A “Cease Fire”

Here are some thoughts on the cease fire just…negotiated…between Israel and Hamas.  These thoughts come against the backdrop of two concerns.  For one, how is it possible to negotiate with terrorists?  Their behavior makes them fundamentally untrustworthy.  This is illustrated by Hamas’ own behavior in the past: every cease fire to which they’ve pretended to agree has been broken by their own terrorism, most often by a simple renewal of rocket attacks against Israeli civilians and their children.  For another, I listened to Israeli Prime Minister Benjamin Netanyahu’s speech announcing to his country the current cease fire.  His diction and tone of voice were that of a defeated man.  He knows Israel lost this latest overt war.

Now let’s read between the lines of Jennifer Griffin’s article for Fox News.

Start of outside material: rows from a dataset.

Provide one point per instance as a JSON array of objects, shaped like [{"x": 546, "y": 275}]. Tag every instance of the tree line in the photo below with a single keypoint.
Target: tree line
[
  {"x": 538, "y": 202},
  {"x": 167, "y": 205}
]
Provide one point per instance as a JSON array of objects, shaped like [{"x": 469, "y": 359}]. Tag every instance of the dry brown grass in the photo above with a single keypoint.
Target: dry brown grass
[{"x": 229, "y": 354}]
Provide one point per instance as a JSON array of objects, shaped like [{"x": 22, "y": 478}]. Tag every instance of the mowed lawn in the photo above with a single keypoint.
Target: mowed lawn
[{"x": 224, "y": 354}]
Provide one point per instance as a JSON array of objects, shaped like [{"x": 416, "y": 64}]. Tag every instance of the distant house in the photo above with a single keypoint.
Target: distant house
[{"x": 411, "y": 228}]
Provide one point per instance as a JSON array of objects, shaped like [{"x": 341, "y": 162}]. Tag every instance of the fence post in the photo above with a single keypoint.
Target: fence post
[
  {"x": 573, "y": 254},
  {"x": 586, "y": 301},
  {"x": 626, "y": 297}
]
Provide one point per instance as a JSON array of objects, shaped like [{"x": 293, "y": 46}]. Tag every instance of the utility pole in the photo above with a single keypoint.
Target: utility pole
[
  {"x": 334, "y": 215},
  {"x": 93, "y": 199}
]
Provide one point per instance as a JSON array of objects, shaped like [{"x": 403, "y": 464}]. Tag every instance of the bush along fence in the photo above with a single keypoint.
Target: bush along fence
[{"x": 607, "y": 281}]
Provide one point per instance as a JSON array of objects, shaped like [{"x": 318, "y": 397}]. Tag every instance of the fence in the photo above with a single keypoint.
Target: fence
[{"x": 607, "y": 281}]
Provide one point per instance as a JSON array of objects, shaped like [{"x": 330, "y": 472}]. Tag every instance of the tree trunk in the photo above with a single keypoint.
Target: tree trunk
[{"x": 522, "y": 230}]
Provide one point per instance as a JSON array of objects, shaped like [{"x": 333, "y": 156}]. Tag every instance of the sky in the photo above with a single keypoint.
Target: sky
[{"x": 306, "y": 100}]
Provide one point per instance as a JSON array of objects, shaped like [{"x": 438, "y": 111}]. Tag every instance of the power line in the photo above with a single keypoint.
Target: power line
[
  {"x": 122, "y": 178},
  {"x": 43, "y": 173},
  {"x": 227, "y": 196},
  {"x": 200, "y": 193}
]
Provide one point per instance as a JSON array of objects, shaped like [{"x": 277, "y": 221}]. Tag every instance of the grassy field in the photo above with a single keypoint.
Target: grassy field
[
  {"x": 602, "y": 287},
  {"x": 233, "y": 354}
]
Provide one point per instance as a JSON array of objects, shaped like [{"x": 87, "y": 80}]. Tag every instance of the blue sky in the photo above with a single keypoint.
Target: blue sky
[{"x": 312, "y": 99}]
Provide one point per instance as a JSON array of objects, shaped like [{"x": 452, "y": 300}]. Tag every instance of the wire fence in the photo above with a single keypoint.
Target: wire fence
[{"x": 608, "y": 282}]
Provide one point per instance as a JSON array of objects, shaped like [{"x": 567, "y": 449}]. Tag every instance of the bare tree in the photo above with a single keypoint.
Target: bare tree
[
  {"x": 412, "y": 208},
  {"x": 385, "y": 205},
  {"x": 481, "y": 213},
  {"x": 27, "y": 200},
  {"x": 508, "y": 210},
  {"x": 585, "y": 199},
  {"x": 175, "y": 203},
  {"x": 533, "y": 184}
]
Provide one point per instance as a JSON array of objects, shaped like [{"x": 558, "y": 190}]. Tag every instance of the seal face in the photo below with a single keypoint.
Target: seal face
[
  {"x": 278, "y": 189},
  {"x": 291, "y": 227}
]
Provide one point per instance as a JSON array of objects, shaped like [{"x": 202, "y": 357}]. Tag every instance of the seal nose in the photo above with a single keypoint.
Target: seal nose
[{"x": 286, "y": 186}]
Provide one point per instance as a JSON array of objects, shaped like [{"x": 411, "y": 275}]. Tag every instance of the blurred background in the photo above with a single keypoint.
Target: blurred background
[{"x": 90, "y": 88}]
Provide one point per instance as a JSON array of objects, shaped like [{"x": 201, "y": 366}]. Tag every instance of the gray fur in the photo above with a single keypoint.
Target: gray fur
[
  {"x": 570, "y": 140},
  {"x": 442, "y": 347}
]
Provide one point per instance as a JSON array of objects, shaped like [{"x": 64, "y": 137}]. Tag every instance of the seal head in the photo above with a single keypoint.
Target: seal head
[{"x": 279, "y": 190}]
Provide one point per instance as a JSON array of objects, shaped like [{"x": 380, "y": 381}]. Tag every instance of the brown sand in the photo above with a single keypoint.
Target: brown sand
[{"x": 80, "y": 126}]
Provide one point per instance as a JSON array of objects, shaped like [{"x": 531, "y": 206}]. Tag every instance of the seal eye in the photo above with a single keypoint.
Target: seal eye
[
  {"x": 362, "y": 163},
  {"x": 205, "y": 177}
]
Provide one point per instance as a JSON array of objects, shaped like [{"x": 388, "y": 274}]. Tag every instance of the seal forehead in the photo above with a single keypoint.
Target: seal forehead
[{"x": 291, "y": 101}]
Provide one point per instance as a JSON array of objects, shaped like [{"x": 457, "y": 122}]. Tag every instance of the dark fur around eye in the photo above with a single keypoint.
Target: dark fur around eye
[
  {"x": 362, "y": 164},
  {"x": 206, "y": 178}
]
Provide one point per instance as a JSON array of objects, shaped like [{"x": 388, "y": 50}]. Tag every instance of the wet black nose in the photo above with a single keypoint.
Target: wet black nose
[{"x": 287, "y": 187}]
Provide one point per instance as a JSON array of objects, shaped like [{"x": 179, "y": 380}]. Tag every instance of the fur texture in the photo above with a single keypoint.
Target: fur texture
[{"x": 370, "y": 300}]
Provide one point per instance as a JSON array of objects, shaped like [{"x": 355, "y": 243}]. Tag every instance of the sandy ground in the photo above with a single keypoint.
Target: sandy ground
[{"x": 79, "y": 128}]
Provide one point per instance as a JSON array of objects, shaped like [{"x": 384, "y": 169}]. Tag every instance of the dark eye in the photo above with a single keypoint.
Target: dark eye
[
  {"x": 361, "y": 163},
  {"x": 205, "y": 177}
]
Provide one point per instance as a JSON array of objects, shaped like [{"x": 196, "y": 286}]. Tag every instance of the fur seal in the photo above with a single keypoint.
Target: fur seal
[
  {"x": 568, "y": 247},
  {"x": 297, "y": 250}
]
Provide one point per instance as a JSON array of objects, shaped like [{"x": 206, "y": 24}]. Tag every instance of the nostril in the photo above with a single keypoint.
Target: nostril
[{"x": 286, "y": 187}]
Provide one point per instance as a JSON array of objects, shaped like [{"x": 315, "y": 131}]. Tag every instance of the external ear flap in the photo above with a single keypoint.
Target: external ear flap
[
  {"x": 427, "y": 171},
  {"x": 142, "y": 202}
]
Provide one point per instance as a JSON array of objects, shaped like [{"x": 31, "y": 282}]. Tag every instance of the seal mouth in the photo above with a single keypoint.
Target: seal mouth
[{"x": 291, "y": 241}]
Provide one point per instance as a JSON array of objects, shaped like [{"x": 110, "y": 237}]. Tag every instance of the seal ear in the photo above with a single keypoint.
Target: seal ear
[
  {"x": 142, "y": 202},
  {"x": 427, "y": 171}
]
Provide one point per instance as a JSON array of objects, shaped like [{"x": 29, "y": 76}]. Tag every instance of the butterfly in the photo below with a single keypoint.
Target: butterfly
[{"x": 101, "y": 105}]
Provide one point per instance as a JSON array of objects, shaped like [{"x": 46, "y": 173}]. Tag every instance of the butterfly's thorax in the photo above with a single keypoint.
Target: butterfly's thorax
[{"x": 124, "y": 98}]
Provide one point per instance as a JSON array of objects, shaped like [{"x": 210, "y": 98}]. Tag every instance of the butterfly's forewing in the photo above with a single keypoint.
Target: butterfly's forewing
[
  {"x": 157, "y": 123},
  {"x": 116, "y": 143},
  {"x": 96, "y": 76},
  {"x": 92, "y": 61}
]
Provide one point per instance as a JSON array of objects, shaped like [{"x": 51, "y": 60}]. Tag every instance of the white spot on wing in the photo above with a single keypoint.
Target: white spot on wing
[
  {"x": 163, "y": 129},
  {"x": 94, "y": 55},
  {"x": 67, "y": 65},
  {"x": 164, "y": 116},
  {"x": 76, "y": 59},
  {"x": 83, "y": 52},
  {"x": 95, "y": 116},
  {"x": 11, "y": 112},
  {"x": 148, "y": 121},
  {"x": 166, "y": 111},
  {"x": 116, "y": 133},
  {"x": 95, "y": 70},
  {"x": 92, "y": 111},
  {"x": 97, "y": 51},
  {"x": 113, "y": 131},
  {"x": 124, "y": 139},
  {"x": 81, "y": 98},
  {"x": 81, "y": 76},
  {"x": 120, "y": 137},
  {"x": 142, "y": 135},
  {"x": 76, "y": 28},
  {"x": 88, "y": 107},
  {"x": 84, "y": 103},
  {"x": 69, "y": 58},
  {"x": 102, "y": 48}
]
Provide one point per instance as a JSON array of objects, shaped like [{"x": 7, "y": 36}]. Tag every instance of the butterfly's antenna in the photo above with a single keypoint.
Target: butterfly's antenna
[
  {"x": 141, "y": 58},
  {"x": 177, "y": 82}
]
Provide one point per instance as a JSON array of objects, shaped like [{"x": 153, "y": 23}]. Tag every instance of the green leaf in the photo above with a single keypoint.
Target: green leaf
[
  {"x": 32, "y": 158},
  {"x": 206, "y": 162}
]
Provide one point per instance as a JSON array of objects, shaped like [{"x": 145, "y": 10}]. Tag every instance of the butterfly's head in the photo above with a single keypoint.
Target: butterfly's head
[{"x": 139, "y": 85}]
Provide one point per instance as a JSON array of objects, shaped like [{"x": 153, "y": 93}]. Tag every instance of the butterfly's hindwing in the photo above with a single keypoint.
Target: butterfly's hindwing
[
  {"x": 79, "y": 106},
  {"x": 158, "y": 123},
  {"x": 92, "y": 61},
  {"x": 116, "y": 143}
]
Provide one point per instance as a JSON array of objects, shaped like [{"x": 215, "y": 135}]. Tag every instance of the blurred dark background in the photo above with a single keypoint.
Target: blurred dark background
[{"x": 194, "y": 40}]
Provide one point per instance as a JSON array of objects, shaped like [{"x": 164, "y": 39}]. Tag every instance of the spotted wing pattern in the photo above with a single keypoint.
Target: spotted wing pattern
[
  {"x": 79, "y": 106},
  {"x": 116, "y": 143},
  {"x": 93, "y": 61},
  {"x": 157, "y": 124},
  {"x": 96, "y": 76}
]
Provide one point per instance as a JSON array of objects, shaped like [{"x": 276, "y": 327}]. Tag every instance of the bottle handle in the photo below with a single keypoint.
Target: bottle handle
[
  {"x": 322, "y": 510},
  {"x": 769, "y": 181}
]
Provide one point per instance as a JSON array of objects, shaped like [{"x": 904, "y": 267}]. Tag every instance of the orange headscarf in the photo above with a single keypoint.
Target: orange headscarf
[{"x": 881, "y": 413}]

…Hamas spokesmen had leaked to the press that the cease-fire would begin at 9 pm local time on Tuesday, but that was before [Secretary of State Hillary] Clinton had landed in Jerusalem.  It would take another 24 hours for the deal to be finalized.

Not even Hamas’ MFWIC, Ismail Haniyah, would have been foolish enough to make such a claim in the absence of an agreement.  Doing so, far from pressuring Israel, would have been seen for the blatant desperation that an empty claim would have been.  There was a cease fire agreement in place; its announcement and implementation were delayed for 24 hours—and for one more Hamas act of terrorism, a bus bombing in Tel Aviv—so that our own Secretary of State could arrive in country [emphasis added]:

In the official statement released by the White House Wednesday

The President commended the Prime Minister [of Israel] for agreeing to the Egyptian cease-fire proposal—which the President recommended the Prime Minister do.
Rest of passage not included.